Todesfälle nach Corona-Impfung: Schweiz und Israel – Hintergründe werden untersucht

Von 30. Dezember 2020 Aktualisiert: 30. Dezember 2020 20:53

Wie Reuters und andere Medien berichten kam es in der Schweiz nach einer Impfung gegen SARS-CoV-2 zu einem Todesfall. Das Gesundheitsdepartement des Kantons Luzern bestätigte den Vorfall und prüft die Umstände. Die Schweiz impft mit dem Impfstoff von Pfizer/BioNTech.

Abklärungen der kantonalen Behörden und von Swissmedic untersuchten die Thematik, so die „baz-online“. Sie erklärten, dass „aufgrund der Krankengeschichte und des Verlaufs ein Zusammenhang zwischen dem Tod des 91-Jährigen und der Covid-19 Impfung höchst unwahrscheinlich ist.“

Swissmedic teilte mit, dass „die zur Verfügung stehenden, umfassenden Angaben auf die vorbestehenden Erkrankungen als natürliche Todesursache hinweisen. Dies wurde auch so auf dem Totenschein vermerkt.“ Die Sicherheit des Impfstoffes werde genau überwacht, so Swissmedic.
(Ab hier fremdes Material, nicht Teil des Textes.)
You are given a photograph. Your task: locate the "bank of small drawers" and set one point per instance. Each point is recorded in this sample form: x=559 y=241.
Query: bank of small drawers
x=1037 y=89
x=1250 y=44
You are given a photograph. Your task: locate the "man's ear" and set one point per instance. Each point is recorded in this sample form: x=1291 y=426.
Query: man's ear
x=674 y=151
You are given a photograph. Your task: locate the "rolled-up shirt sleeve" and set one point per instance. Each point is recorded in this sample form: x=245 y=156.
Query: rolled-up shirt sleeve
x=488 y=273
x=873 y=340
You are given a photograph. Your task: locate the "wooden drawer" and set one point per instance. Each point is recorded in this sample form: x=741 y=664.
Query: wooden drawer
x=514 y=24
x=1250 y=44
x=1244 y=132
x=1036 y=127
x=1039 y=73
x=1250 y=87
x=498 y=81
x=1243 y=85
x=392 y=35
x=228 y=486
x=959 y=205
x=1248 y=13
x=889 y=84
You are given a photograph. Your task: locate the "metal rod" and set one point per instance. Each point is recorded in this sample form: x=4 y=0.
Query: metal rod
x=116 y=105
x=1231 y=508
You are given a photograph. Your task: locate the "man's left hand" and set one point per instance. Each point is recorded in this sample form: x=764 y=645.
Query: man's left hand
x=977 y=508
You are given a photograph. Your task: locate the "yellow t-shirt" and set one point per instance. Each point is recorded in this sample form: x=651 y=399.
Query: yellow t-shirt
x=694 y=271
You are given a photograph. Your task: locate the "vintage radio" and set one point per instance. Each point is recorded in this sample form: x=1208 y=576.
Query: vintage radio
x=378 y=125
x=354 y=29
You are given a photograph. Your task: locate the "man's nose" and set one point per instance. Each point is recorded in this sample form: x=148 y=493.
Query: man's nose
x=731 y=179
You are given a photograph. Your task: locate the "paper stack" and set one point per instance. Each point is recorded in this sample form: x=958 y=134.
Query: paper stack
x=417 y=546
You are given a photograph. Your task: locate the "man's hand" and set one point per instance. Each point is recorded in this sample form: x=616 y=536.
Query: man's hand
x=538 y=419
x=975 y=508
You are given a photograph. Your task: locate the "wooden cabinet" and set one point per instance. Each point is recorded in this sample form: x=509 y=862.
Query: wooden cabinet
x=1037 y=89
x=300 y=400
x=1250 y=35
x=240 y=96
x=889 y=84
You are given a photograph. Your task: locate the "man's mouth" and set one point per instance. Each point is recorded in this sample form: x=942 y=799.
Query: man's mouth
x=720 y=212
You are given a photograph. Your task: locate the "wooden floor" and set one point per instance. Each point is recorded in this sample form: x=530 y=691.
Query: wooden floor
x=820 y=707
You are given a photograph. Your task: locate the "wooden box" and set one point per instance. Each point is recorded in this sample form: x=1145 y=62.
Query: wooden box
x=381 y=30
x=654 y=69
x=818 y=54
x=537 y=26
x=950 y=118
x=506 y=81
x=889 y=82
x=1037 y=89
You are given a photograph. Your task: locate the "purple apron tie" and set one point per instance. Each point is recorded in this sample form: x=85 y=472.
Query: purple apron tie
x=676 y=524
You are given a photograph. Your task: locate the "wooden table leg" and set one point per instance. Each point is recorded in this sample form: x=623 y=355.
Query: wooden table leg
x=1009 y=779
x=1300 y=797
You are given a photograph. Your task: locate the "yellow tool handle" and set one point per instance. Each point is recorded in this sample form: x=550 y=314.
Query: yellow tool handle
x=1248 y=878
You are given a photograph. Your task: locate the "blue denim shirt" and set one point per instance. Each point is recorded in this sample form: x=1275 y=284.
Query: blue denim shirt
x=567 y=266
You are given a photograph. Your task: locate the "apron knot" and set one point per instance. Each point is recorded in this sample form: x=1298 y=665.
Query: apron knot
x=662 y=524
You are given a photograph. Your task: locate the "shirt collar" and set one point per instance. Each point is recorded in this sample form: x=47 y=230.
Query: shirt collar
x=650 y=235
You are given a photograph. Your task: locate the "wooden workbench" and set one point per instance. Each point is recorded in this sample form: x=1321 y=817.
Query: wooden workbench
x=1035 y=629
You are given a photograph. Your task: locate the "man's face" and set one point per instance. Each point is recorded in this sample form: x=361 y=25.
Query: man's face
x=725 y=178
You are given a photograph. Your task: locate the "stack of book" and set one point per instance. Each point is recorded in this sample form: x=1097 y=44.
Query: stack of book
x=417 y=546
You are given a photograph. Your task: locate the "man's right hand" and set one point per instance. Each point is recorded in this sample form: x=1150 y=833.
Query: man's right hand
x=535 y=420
Zwei Tote nach Impfung in Jerusalem

Auch in Israel starben zwei Menschen wenige Stunden nach der Corona-Impfung, berichtet „The Jerusalem Post“. Einer von beiden war ein 88-jähriger Mann, der andere 75 Jahre alt. Die Ärzte sehen keine Zusammenhänge zwischen den Todesfällen und der Impfung.

Der 88-Jährige starb nach offiziellen Angaben an einem Herzinfarkt, er wurde Berichten zufolge gegen 8:30 Uhr am Montag geimpft. Er blieb noch kurz im Krankenhaus – um sicherzustellen, dass er keine Nebenwirkungen hatte – und verließ dann die Klinik. Mit welchem ​​Impfstoff der Betroffene geimpft wurde, wird nicht erwähnt.

Der Mann lebte in der Stadt Bet She’an im Norden des Landes und hatte nach Angaben des Gesundheitsministeriums an Herzkrankheiten sowie einer Krebserkrankung gelitten. Er soll in der Vergangenheit mehrere Herzinfarkte gehabt haben.

Der 75-Jährige starb ebenfalls offiziell an einem Herzinfarkt und hatte mehrere Vorerkrankungen und frühere Herzinfarkte gehabt.

Als Reaktion auf den Bericht über diese Todesfälle sagte die israelische „Midaat Association“, dass es bei der Verabreichung von Impfstoffen an Risikopopulationen „unglückliche Fälle geben kann. Daraus sollte man nicht auf die Sicherheit des Impfstoffs schließen, sondern die von den Pharmafirmen geforderte Transparenz im Zulassungsverfahren begrüßen.“

Die Mehrheit der Gesundheitsbehörden geht davon aus, dass die Impfstoffe keinen langfristigen Schaden anrichten werden. In Israel wird erwartet, dass mehr als 80 Prozent des medizinischen Personals geimpft werden.

Bis Mittwochmorgen hatte Israel 650.000 Bürger mit der ersten Dosis des Coronavirus-Impfstoffs geimpft. Nach Angaben von Gesundheitsminister Yuli Edelstein wurden am Dienstag fast 152.000 Menschen geimpft. Derzeit impft Israel medizinisches Personal, Menschen über 60 Jahre und Menschen mit chronischen Krankheiten. Es hofft, im Laufe dieser oder der nächsten Woche mit der Impfung von Lehrern und Schulpersonal beginnen zu können.

Ab Mitte Januar sollen in Israel „für Geimpfte, die zwei Dosen erhalten haben, grüne Pässe ausgestellt werden, die ihnen verschiedene Freiheiten gewähren“, schreibt „RT“. „Dazu gehört etwa die Befreiung von der Quarantänepflicht für Staatsbürger bei der Einreise nach Israel. Für Ausländer gelten in Israel gegenwärtig noch strikte Einreisebeschränkungen.“ Derzeit gilt im Land ein Versammlungsverbot für mehr als zehn Personen in geschlossenen Räumen und 20 Personen im Freien. Menschen dürfen sich nur noch in Ausnahmefällen mehr als 1.000 Meter von ihren Wohnorten entfernen.